Again some of the Big Bads sat out: this time Bergeron, Krejci and Lucic didn’t play, nor did Peverley. I know Bergeron probably sat this one, and the other Montreal matchup, out because he went up to Acadie-Bathurst and witness his major junior team retire his number. Congrats, Bergy!
September 26 vs. Montreal: 2-1 Boston
This game was scoreless in the first and then Michael Cammalleri made it 1-0 Habs towards the end of second, but the Bs weren’t going to leave that goal unanswered. Last year’s rookie extraordinaire Tyler Seguin scored, as did newbie Chris Clark (so new he doesn’t yet have a profile page on the Bruins’ website). Meanwhile, at both ends of the ice, top-tier goaltending talent is probably what kept this game from being even more lopsided in either team’s favor: Boston used Tuukka Rask again (recall his stellar 1.97 GAA in 2009-10), while Montreal went with Carey Price. It may have been a good idea to sit out Chara from this game, considering it was in Montreal and he is booed roundly every time he has possession in the Bell Centre.
September 29 vs. Ottawa: 2-1 Ottawa
Oh look, another 2-1 Senators victory! Except this one was in regulation. It started with Milan Lucic getting a kneeing penalty only 17 seconds into the game, but Looch made up for it by scoring the Bs’ only goal in this outing about 10 minutes later, assisted by both his linemates. This game was fairly short on penalties but long on shots on goal–Boston had 40 compared to Ottawa’s 20. Tim Thomas still did a good job in net, though, shutting the door when other goalies might’ve left it open. Since preseason is coming to an end, the lineup was starting to look a little more stable and familiar. New kids Benoit Pouliot and Chris Clark were both on the ice for about ten minutes, surely trying to make a good impression. Reports from friends at the game stated that some of the attendees started booing at the end of it.
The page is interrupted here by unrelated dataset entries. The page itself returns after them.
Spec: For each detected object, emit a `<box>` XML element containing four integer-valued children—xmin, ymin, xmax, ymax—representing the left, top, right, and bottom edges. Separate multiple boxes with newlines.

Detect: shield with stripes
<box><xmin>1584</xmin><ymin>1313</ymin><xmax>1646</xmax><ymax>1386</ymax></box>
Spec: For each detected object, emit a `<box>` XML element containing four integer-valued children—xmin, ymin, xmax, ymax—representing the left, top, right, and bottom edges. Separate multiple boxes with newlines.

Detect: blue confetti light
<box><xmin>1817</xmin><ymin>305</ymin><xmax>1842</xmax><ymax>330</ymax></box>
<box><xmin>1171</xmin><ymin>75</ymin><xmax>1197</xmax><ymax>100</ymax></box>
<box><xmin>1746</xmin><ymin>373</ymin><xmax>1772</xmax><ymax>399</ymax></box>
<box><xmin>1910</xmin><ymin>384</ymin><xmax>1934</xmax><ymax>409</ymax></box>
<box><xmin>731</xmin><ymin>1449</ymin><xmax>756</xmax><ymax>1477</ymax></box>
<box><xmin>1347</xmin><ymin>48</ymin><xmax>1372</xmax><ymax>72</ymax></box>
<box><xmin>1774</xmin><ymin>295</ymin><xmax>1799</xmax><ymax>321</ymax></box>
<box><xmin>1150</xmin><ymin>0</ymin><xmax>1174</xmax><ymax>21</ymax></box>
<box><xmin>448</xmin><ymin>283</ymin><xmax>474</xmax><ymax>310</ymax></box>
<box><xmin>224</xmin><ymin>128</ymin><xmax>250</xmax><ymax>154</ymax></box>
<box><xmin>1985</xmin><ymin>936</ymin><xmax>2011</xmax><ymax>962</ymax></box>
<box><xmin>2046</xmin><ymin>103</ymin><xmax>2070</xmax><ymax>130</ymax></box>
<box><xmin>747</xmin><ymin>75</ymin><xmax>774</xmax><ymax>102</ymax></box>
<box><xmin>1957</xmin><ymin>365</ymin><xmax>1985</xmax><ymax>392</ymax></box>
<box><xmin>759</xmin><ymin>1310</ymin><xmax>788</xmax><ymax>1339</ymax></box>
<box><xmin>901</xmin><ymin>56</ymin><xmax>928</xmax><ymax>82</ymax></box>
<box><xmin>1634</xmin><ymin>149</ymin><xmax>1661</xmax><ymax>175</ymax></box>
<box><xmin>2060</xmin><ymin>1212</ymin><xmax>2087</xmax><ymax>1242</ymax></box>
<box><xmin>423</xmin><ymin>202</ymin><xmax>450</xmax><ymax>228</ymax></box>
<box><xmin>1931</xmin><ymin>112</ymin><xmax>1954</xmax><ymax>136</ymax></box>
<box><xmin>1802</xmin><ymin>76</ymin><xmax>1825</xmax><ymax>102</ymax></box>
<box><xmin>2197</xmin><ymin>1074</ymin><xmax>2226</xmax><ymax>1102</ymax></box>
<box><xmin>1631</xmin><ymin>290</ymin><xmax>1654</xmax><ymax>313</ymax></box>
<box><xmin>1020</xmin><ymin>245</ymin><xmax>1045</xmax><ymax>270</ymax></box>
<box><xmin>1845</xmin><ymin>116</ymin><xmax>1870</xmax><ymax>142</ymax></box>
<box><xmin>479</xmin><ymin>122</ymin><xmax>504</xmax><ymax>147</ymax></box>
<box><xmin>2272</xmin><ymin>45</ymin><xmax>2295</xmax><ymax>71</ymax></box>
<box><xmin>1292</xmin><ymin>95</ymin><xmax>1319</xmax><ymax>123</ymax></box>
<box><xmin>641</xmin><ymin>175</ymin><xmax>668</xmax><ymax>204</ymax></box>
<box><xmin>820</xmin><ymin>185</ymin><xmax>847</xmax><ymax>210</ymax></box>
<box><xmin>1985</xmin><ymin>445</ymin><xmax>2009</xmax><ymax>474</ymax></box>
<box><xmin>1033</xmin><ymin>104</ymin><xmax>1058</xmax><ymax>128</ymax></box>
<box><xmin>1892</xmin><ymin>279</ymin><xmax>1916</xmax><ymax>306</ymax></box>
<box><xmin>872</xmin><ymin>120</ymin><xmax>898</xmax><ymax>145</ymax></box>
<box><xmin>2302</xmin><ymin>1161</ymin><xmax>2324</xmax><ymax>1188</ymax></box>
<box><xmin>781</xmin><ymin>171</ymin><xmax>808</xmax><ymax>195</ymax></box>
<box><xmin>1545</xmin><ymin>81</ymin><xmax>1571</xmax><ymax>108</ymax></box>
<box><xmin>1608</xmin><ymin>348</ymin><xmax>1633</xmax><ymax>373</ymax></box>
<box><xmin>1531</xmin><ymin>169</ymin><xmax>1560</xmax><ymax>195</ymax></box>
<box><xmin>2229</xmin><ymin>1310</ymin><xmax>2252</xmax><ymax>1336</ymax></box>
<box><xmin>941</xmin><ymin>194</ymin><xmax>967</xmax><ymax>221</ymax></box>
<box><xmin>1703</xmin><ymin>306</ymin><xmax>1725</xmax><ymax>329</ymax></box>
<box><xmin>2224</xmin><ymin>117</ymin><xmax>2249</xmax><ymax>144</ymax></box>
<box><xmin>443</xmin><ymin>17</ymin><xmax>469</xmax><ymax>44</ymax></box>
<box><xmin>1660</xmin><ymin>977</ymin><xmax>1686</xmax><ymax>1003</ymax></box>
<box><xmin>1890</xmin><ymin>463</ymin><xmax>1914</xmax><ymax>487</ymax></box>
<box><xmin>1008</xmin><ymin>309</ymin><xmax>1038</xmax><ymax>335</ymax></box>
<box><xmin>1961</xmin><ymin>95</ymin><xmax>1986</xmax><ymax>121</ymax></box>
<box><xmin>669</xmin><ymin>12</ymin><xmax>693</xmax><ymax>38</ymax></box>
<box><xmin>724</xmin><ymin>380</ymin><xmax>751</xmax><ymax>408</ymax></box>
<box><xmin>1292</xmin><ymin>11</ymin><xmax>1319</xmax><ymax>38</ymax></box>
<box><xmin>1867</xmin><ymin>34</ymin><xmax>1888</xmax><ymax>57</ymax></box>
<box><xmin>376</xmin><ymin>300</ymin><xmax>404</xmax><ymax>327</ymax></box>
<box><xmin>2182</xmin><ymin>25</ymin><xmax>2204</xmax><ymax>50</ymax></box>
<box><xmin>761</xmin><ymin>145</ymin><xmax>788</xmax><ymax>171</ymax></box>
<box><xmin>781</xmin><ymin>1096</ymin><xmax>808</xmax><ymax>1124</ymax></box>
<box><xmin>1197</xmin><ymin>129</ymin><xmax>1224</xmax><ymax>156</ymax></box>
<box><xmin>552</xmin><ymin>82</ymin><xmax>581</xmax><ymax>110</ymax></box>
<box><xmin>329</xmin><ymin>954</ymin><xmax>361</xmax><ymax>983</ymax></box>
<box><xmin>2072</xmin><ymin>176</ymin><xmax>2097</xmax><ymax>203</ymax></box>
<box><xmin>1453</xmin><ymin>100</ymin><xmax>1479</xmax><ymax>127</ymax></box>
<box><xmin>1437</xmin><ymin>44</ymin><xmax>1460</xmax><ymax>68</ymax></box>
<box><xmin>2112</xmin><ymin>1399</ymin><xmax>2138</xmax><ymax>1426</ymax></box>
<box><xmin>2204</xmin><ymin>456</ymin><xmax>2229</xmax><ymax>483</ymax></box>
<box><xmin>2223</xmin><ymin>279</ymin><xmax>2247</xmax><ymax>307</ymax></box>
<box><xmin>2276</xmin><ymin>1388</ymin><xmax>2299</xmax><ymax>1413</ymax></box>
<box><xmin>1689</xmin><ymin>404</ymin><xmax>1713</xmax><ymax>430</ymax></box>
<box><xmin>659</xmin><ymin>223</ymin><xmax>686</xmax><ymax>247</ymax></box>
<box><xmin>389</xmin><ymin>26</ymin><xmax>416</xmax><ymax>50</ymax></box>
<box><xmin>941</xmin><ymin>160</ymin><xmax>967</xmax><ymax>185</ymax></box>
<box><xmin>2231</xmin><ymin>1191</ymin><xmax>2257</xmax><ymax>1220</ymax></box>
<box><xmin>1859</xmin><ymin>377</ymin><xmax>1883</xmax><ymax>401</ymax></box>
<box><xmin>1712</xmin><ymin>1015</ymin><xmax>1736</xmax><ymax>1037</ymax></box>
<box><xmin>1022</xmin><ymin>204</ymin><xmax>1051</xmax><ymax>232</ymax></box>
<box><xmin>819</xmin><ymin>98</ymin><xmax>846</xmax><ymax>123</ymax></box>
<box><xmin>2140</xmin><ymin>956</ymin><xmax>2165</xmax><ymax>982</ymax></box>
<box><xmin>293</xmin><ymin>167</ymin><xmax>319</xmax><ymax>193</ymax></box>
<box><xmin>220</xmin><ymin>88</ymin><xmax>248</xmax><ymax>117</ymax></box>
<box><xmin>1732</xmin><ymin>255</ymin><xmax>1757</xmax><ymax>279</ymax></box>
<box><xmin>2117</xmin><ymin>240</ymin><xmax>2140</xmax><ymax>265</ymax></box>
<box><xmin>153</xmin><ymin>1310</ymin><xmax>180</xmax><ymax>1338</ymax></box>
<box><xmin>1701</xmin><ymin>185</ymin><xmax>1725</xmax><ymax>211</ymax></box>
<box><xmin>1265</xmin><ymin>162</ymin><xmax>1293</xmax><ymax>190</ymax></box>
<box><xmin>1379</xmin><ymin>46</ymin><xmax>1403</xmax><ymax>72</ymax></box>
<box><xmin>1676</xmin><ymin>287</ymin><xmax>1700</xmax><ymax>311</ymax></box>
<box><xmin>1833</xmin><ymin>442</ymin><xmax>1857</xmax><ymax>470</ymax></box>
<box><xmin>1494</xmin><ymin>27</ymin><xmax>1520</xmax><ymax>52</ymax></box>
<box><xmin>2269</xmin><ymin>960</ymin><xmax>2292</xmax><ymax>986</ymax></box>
Really? It’s just preseason. The points don’t count. The team’s still learning to gel. Give them time and faith.
October 1 vs. Islanders: 3-2 Boston
Preseason for the Bs ended in Bridgeport, home of the Islanders’ AHL team, with a hard-fought victory that stands in stark comparison to their last showing against NYI. Dennis Seidenberg, who scored with 8 minutes left in the game, admitted to the media that he thought the team was a little sloppy, but there’s time to learn lessons from preseason! The Islanders swapped out Al Montoya for Evgeni Nabokov in net, which proved to be a good move–for the Bruins, since all three goals were scored on him. Meanwhile Tim Thomas played the entire game. David Krejci scored unassisted, Tyler Seguin added another one less than a minute later and of course Seidenberg scored too.
All in all, not a bad preseason at all. A 4-1-1 record isn’t terrible and a lot of guys got to stretch their legs and try to prove themselves. (Some of them, like Sauve and McDermid, have been reassigned to Providence or returned to their junior clubs.) Still, it’s been great! Plus, since the team didn’t need to make a lot of post-Cup changes, that portends well for this season.